Afterward, Reyes said President Donald Trump’s decree was “very welcome” and he hopes it will bring more resources directly to the states most affected by the crisis.
“This is a banner day,” Reyes said in an interview after leaving the White House. “No matter whether you’re new to this issue or you’ve been like many of us fighting it for a long time, there’s nothing but good news in terms of it making people more aware, asking for more help and giving a broad mandate to federal agencies to make this a priority to open up resources to help us all in our individual states and communities.”
Reyes noted that Trump’s order should help not only in the short term to raise awareness and open up more channels for help but in the long term to help stem the epidemic.
Though the abuse of opioids has now become a national crisis, Reyes said the president’s actions didn’t come too late.
“Having now an administrative mandate of presidential priority to push even further a number of initiatives, research, budgeting for this issue — it’s certainly not too late and if we don’t start to take it even more seriously and have more urgency, it’s only going to metastasize,” he said.
Angela Stander, the opioid overdose prevention coordinator with the Utah Department of Health, said Trump’s move will go a long way in helping to alert the public about the epidemic.
“Trump does understand the need for the whole prevention continuum,” she said Thursday. “So not only helping people recover but also educating doctors, helping people not get started on their opioid addiction.”
Utah has the seventh highest drug overdose rate in the nation and six residents die every week from opioid overdose, according to the health department.
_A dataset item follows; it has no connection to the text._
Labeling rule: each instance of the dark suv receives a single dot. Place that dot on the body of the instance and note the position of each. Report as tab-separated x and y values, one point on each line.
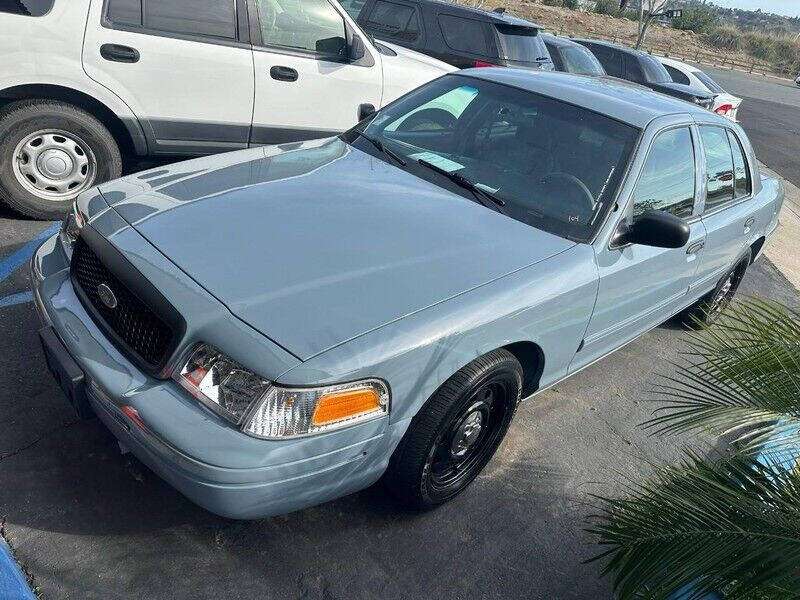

The state’s southeastern district, particularly Carbon County, is disproportionately impacted with a higher prescription opioid death rate than elsewhere in Utah.
While receiving state funding from 2007 to 2010, Utah saw significant decreases in deaths related to opioids. In the years since that expired, however, those deaths again increased by nearly 27 percent.
While Trump’s order allows funds set aside for other uses to help combat opioid abuse, it doesn’t call for new money. Stander says the declaration will at least put the issue back in the forefront.
“Any more attention is still good attention because that’s going to keep doctors on their toes and keep us as the public remembering that these are dangerous,” she said. “We can’t put it all on doctors to stop prescribing but we as a society need to stop asking for them as well.”
Sen. Orrin Hatch, R-Utah, a proponent of expanding medical marijuana research as a potential fix for the growing opioid epidemic, commended Trump’s declaration and said he was “sobered” by the action.
“Although this crisis is affecting all states, it has been particularly devastating in my home state of Utah, where dozens of men and women die each month from overdose,” the Republican lawmaker said in a statement. “It’s unfortunate that the situation requires such dire steps as a national public health emergency, but I’m hopeful that this will be a meaningful step to end this epidemic once and for all.”